You don’t need to justify your past (to your boyfriend or yourself)—not with the number of dates you and the person went on, with the quality of the person, or your high sex drive.
That said, I can also empathise with the fact that hearing about a partner’s sexual past can evoke jealousy and discomfort in a monogamous relationship. Jealousy is often irrational—we have no reason to feel that a relationship is threatened by simply knowing our partners have had sex before—but it’s a human response that many people experience. In your case, this might be a learning moment for both of you. Perhaps you’ve discovered there might be boundaries you’d like to set before conversations about one another’s dating history, and it’s important for you each to be honest with yourselves about what you do and don’t want to know.
Sex means different things to different people. For your boyfriend, it seems sex carries significant emotional weight, a form of “giving yourself” to someone that requires trust and commitment. There’s nothing wrong with that perspective at all, but it does feel unfair for him to project those standards onto you, especially when it involves judging the past version of you he didn’t even know. People grow, change, and come to relationships with different experiences.
Part of loving someone is accepting the entirety of who they are, including their past.
That being said, I have to respectfully disagree with some of your boyfriend’s reasoning. I don’t think the women’s sexual freedom movement is to blame for the lack of effort some men bring to dating.
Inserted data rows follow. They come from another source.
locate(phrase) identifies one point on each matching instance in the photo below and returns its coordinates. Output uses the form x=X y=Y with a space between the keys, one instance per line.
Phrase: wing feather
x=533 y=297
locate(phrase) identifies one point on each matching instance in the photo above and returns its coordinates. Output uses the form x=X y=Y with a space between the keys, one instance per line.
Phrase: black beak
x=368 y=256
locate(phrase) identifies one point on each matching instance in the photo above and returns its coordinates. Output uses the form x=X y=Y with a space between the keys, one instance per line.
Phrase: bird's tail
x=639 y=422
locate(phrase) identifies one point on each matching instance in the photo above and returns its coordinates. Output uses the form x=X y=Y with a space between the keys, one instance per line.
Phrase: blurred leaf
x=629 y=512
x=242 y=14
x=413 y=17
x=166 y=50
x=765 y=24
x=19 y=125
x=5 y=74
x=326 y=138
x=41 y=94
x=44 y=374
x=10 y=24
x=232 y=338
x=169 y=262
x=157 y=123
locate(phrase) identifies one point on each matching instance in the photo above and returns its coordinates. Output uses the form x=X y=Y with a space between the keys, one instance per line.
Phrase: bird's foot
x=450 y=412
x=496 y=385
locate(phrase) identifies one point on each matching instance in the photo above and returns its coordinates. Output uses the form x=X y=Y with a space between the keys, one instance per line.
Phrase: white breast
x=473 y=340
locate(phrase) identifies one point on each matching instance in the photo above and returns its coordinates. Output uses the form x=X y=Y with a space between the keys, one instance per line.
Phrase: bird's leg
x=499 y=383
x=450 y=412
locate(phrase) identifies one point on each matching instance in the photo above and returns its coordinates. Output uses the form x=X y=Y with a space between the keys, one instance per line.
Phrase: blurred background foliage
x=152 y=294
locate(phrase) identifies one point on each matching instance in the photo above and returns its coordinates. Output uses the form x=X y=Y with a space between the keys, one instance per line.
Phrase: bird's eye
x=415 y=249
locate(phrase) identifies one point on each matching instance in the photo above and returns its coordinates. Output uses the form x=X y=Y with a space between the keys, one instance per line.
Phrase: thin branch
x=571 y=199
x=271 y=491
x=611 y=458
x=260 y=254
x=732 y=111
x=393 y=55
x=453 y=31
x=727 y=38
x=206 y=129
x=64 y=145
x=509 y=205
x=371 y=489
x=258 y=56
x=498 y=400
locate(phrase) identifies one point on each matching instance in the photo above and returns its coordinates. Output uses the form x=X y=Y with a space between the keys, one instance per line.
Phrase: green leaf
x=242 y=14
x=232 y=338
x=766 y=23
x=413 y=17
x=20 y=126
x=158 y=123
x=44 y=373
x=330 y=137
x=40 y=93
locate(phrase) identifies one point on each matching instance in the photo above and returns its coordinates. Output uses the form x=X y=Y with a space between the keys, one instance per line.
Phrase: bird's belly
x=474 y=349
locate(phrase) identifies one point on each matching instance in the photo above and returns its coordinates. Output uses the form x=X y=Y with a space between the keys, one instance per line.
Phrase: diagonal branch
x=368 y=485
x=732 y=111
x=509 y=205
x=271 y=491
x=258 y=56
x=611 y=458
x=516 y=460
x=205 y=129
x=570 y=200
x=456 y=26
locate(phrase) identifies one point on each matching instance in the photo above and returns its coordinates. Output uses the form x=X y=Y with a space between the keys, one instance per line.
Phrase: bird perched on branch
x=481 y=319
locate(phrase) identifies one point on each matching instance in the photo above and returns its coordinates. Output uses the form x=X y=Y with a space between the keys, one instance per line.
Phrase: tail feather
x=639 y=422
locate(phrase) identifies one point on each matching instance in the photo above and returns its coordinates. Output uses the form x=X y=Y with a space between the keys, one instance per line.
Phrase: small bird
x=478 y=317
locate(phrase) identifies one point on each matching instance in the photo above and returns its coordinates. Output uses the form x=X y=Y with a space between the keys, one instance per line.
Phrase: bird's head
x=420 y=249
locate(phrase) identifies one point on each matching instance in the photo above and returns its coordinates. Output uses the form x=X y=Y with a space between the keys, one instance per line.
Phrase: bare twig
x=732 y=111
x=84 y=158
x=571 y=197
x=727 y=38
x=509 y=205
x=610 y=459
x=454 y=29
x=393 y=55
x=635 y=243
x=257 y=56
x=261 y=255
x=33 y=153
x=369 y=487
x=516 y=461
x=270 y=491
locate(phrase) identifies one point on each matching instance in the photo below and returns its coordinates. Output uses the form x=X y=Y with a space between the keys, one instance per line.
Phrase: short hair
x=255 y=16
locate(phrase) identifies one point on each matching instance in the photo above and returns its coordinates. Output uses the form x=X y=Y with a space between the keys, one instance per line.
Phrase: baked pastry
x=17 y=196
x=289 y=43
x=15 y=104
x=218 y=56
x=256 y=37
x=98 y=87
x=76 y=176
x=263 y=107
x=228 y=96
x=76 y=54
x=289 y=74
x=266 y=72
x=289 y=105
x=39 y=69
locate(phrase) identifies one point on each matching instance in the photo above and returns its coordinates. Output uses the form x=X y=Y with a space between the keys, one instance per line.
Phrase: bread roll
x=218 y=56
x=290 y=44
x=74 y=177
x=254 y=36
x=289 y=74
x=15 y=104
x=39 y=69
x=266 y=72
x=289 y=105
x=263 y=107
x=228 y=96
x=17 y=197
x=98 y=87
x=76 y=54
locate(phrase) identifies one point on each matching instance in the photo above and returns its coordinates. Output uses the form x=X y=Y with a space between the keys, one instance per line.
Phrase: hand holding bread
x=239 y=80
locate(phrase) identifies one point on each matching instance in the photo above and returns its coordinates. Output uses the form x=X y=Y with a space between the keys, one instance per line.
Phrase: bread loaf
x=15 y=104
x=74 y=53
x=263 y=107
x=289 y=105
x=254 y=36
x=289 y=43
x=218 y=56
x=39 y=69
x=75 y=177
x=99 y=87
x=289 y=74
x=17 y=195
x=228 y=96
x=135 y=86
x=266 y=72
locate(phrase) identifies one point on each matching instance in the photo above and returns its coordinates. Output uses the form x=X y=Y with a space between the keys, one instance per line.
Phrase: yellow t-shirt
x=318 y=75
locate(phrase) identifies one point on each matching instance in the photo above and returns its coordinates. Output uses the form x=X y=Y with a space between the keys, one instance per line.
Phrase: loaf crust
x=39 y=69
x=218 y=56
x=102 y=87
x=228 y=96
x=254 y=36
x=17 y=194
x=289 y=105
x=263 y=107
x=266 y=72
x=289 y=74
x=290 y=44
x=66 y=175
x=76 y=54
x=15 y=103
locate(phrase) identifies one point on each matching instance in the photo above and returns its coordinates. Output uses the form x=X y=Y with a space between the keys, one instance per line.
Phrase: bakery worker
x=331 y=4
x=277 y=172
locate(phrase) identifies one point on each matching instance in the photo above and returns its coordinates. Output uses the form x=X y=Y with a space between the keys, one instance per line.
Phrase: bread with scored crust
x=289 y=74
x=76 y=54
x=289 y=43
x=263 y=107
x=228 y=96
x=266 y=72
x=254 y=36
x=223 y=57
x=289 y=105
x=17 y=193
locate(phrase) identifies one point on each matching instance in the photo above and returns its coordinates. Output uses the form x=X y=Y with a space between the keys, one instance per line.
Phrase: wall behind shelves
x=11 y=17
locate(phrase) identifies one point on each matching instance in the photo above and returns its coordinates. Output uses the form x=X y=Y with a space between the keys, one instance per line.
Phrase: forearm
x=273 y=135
Sure, women have become ‘more available’ as we begin to remove shame from female sexuality, but that line of reasoning seems like a very roundabout way to blame women for men’s behavior.
In truth, a lot of the strategizing many guys do to get women to have sex with them is coercive, and I would claim has much more to do with masculinity and rape culture than sex positivity.
But let’s set my opinions aside for a moment, because you asked for advice. It’s awesome you’re able to acknowledge that you don’t regret your past, though it sounds like you’re wrestling with some guilt. Our decisions and interactions have led us to where we are now - we don’t know who we’d be without our past. It may be worth sitting with this question: "Have I always felt this guilt, or is it a new feeling that’s prompted by my boyfriend’s opinions?"
Because sex is so tied to morality in our society, people (especially women) are prone to self-judgement.
We rarely give ourselves grace after having "less than ideal" sexual interactions. Instead of acknowledging what that sexual interaction may have taught us about ourselves, we can become subjected to a shaming voice inside our heads: “you should have known better/done better.”
You’ve described your sexual past as pleasurable, full of experiences that helped you understand what you wanted in a relationship. Isn’t that worth celebrating? How could you have figured those things out without exploring them for yourself? Especially in a society that often fails to provide sex education, the only way many of us learn is through personal experience.
As far as practical advice goes, you should talk to your boyfriend, not necessarily to defend yourself but to express how his comments make you feel. Explain "intent vs impact" to him - even though he may not mean to make you feel bad, he is. You both should work together in coming to a consensus about how you’ll talk about this moving forward.
Regardless of who’s "right" or "wrong", one thing is for certain: you can’t change the past. What you can change is how you communicate and support one another in the present. It may be helpful to remind your boyfriend that who you are today—the person he loves—is shaped by the choices and experiences you’ve had. The same is true for him.